The study was conducted after ethical approval was obtained from the Research and Ethics Committee of the School of Biomedical and Laboratory Science, College of Medicine and Health Sciences & Specialized Hospital, University of Gondar. Following an explanation on the purpose, benefits, and the possible risks of the study, written informed consent was obtained from adults/guardians and ascents were obtained from all study participants. The participants were informed they were free to withdraw from the study at any time. Compensation for transport was provided for every patient’s scheduled visit.
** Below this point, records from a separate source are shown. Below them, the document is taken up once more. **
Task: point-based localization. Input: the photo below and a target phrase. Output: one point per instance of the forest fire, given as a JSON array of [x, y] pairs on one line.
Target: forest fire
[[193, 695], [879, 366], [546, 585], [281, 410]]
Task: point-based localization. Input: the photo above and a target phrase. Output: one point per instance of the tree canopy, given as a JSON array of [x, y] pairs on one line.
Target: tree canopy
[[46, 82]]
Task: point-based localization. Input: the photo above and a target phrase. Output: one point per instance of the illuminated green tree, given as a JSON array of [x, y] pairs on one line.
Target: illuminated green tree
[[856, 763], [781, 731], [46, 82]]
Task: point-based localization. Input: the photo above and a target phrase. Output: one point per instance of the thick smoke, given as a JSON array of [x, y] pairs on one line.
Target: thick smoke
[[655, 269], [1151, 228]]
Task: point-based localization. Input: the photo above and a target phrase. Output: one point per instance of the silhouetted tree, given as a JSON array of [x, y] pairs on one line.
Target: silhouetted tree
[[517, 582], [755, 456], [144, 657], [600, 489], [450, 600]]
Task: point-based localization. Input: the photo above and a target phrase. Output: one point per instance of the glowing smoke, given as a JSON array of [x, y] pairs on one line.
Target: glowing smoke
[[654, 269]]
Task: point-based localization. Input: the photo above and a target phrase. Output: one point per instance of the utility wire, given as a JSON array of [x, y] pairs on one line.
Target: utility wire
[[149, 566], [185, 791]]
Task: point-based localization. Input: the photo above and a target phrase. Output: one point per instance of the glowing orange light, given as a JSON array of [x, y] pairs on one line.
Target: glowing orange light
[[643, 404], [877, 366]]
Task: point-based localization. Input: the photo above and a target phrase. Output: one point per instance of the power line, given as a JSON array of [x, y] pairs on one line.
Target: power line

The study complies with the declaration of Helsinki.

Acknowledgments

The authors would like to express deepest gratitude for study participants for their interest to participate in the study. We also acknowledge Dembia primary hospital, Teda health center, and University of Gondar comprehensive specialized hospital clinical chemistry staffs for their contribution to the entire work of data collection and processing. Our gratitude goes to the University of Gondar, College of Medicine and Health Sciences, School of Biomedical and Laboratory Sciences, Department of Medical Parasitology for letting us to do this public health important research work.

Author Contributions

All authors made a significant contribution to the work reported, whether that is in the conception, study design, execution, acquisition of data, analysis and interpretation, or in all these areas; took part in drafting, revising or critically reviewing the article; gave final approval of the version to be published; have agreed on the journal to which the article has been submitted; and agree to be accountable for all aspects of the work.

Funding

The research was financially supported by University of Gondar.

Disclosure

The authors report no conflicts of interest for this work.